La machine vous embarque, vous écrase ou vous porte, mais jamais ne caresse. Moteur à explosions composé de pistons, de cordes bandées et de frappes unanimes, Europa Berlin est la deuxième station du périple ferroviaire entrepris par l'Orchestre National de Jazz dirigé par Olivier Benoit. La première n'avait pas plus l'air du Paris éternel où je suis né que celle-ci ne réfléchit la résurrection berlinoise. L'ensemble fait si mâle que j'ai l'impression d'être sur le terrain d'entraînement d'une armée d'enragés prêts à en découdre avec le monde entier. Est-ce un clin d'œil carré au Globe Unity éclaté d'Alexander von Schlippenbach ? Car Berlin n'est pas Vienne. Olivier Benoit choisit d'en faire une marche plutôt qu'une valse ! La ville a pourtant tenté d'effacer le souvenir du Reich en constituant une mosaïque d'initiatives libertaires qui redonne des couleurs à la capitale. Si vous aimez l'avancée kolossal des tanks qui gravissent les collines et dégringolent les pentes vous serez ravis, mais si vous préférez le Sehnsucht, intraduisible vague-à-l'âme chanté par Goethe et Schubert évoquant la délicatesse de la poésie allemande que la seconde guerre mondiale a balayé en détruisant toutes ses marges, alors vous verrez probablement les filles baisser le son de votre ampli en vous demandant si vraiment vous aimez cela.

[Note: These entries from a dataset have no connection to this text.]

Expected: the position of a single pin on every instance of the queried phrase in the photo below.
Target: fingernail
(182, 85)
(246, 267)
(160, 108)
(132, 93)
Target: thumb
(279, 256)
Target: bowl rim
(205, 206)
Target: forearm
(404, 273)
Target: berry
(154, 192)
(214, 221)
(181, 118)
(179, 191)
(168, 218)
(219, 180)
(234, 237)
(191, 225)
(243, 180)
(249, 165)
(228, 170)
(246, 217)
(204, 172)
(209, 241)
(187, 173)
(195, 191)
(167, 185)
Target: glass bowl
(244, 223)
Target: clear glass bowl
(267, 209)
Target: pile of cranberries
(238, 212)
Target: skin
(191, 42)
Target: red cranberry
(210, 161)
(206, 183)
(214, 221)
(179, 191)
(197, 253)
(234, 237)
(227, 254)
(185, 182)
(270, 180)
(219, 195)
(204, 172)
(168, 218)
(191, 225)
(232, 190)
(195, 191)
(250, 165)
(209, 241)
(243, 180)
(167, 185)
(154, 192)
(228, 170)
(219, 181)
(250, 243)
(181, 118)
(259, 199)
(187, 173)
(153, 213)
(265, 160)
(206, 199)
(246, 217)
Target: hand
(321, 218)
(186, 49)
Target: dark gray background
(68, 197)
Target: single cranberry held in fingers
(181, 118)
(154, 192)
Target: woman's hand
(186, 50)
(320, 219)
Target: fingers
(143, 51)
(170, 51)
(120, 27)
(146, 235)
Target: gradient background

Difficile d'identifier les références à l'architecture annoncées par le guitariste-compositeur-chef d'orchestre tant à Paris qu'à Berlin. Je me demande ce que donnera la prochaine escale prévue à Rome, où la musique contemporaine devrait prendre le pas sur le jazz et le rock en rendant hommage à Luciano Berio, Luigi Nono et Fausto Romitelli, trois compositeurs résolument variés, mesurés, curieux, qui surent réconcilier le passé avec leur époque en revendiquant les recherches les plus inventives tout en assumant les musiques populaires. Les compositions sont brillantes, les onze musiciens de l'ONJ font tous preuve d'une virtuosité exceptionnelle tant individuelle que groupée, mais la musique, toute en tension, est si dense et homogène qu'elle ne laisse aucune place à la détente et à la dialectique, ressort dramatique qui m'est vital. Question de goût, de point de vue ou de capacité respiratoire !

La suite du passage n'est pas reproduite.